But it was this post-game quote from Perez that caught my attention:
"I didn't even think about striking out any guys. Sometimes you try to strike out guys and you start getting lost and lose your focus. Right now I'm just trying to not throw more pitches than four and five (per batter). The less pitches you have, the more deeper in the game you can go."At least we have Oliver not thinking, which is a positive step forward. What Oliver meant to say was this:
"When I grow up, I want to be Jamie Moyer. And I figured I would speed up the process before I get my sorry butt sent to Buffalo, and I don't feel like pitching in the cold. I hate cold."Nice that Oliver is trying to make Philosophy 101 work for him.
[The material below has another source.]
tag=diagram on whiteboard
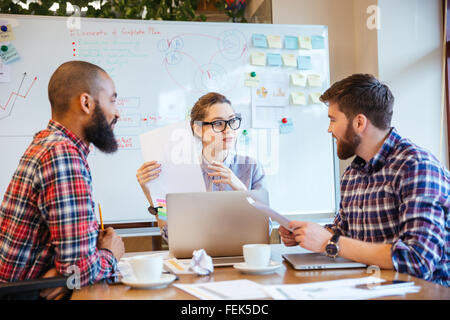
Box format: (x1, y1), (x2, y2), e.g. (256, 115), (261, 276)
(159, 30), (248, 93)
(0, 72), (37, 121)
And spring training is the time to do it. Here's what I hope doesn't happen: Oliver, Dan Warthen, and Snoop Gangsta decide that's this is what we want to do with every batter, all the time ... and that broad strokes and unwavering changes in philosophy are the way to go. Because it's nice that Oliver wants to be more efficient and that Snoop wants to throw strikes (necessary since Met pitchers led the free world last season by walking ... well, the free world). Great. All for it.
But not only do the bloggers know what Oliver and the Mets want to do, so do the opponents. You'll throw more strikes? Okay, we'll swing more. Oliver wants to be more efficient and only throw four or five pitches per batter? Great. We'll take more pitches ... especially those pitches that sail over our heads ... and maybe foul stuff off for good measure. Can't the plan be fluid to the situation as opposed to hitting the A button at full power all the time?
You know, if Eisenhower had given away the plans, we'd all be speaking German.